Elucidation of the population structure of both enterococcal species is a prerequisite for effective control of multi-resistant enterococci. Such knowledge also enables reconstruction of the evolutionary past of a species and prediction of its success in the future. Furthermore, essential insights in species adaptability and ecology (distribution, survival, and persistence (fitness) of bacteria and their genes in different environments) will be derived. For all these reasons identification of HiRECC is a fundamental aspect of our approach. Understanding processes that have lead to adaptation would provide fundamental insights in bacterial pathofysiology and will contribute to intervention strategies to reduce fitness c.q. adaptability of strains and identification of novel targets for antibiotics and immunotherapy. Knowledge on horizontal transfer of resistance is crucial to assess the risk of emergence of multiple antibiotic resistance among HiRECC and other pathogens.
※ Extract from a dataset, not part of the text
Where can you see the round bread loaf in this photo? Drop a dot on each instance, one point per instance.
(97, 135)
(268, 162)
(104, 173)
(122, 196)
Antibiotic resistance clearly constitutes a major threat to public health. Drug resistance among bacteria is increasing, both in Europe and in North-America. Ironically, those persons admitted to hospitals are amongst the most vulnerable populations exposed to increasingly intractable Enterococcus infections, where VRE are causing deaths across the developed world each year. More and more European countries report hospital outbreaks of VRE, with nine European countries showing prevalence rates of VRE among nosocomial bloodstream infections above 10% (Figure 1). Identification of HiRECC as distinct genetic subpopulations, improved knowledge on molecular ecology of mobile genetic elements and improved understanding of biological fitness costs of hospital adaptation of HiRECC will enable new strategies to reduce spread of resistance and infections among hospitalised patients. Furthermore, the identification of HiRECC-specific candidates for immunotherapy represents a unique opportunity to develop vaccination (passive and active immunization) as a new concept to prevent infection and colonization, respectively, with multi-resistant HiRECC.